Byte walkthrough — first op of scenario A

Scenario A drives 200 ops against a 500-row table with an index on column 2 (age). The first op uses (r3, r4, r5) from SplitMix64(42), gives kind = (r3 >> 60) & 3 = 0 ⇒ EQ on col = r4 % 3 of value pick_val_for(col, r5, 500).

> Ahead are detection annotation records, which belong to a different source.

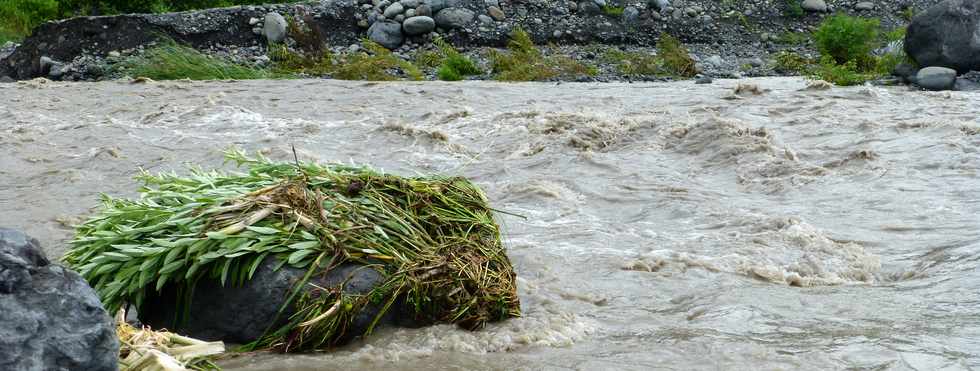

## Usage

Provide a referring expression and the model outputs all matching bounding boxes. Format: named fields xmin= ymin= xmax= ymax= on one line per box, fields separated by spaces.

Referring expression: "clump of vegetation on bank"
xmin=0 ymin=0 xmax=291 ymax=42
xmin=0 ymin=0 xmax=61 ymax=43
xmin=116 ymin=40 xmax=274 ymax=80
xmin=63 ymin=151 xmax=520 ymax=351
xmin=783 ymin=0 xmax=805 ymax=18
xmin=488 ymin=27 xmax=598 ymax=81
xmin=774 ymin=14 xmax=908 ymax=86
xmin=601 ymin=33 xmax=697 ymax=78
xmin=657 ymin=33 xmax=698 ymax=77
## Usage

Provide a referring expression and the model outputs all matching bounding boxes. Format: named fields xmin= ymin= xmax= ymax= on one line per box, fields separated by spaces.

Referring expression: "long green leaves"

Concretely the first op produces a Plan of:

Pipeline                       0x05 0x01 0x00 0x00 0x00     // 1 child
  IndexScan col=2 op=Eq Int(v) 0x02 0x02 0x00 0x00 0x00     // col_idx=2
                               0x01                          // Op::Eq
                               0x01                          // VTAG_INT
                               <i64 LE v>                    // 8 bytes

— 19 bytes total for the plan dump. The result row stream is:

"DSEQR01"                  0x44 0x53 0x45 0x51 0x52 0x30 0x31
u32 LE row_count           ....
per row: u32 col_count=3 | (tag|val) * 3

The 7-byte magic is deliberate — the length is part of the byte-identity contract.

Per-scenario telemetry

scenario A — mixed, 200 ops, 500 rows, 1 index (col=age)
  plan-kind distribution (theoretical, from (r3>>60)&3):
    EQ      ~50 %
    EQ alt  ~25 %     (kinds 0 and 1 both map to EQ)
    range   ~25 %
    project ~25 %
  → planner emits IndexScan when col == 2 and op != Ne (≈ 50 % of ops);
    otherwise SeqScan + Filter.

scenario B — indexheavy, 500 ops, 2000 rows, 2 indexes (col 1 and col 2)
  index coverage rises from ~33 % of predicates → ~66 %; the planner picks
  IndexScan on the smaller-bucket column ~3 × more often, dropping the
  total emitted-row count by an order of magnitude versus scanonly.

Unit test counts

rust  10 tests   cargo test --release --quiet
go    11 tests   go test ./...
cpp   11 tests   ctest --output-on-failure

All three suites cover the same eight planner behaviours plus dump determinism and SHA-256 known-answer vectors. Test 11 in Go and C++ anchors scenario A's hash directly so any drift fails at go test / ctest time, not just at cross_test.sh time.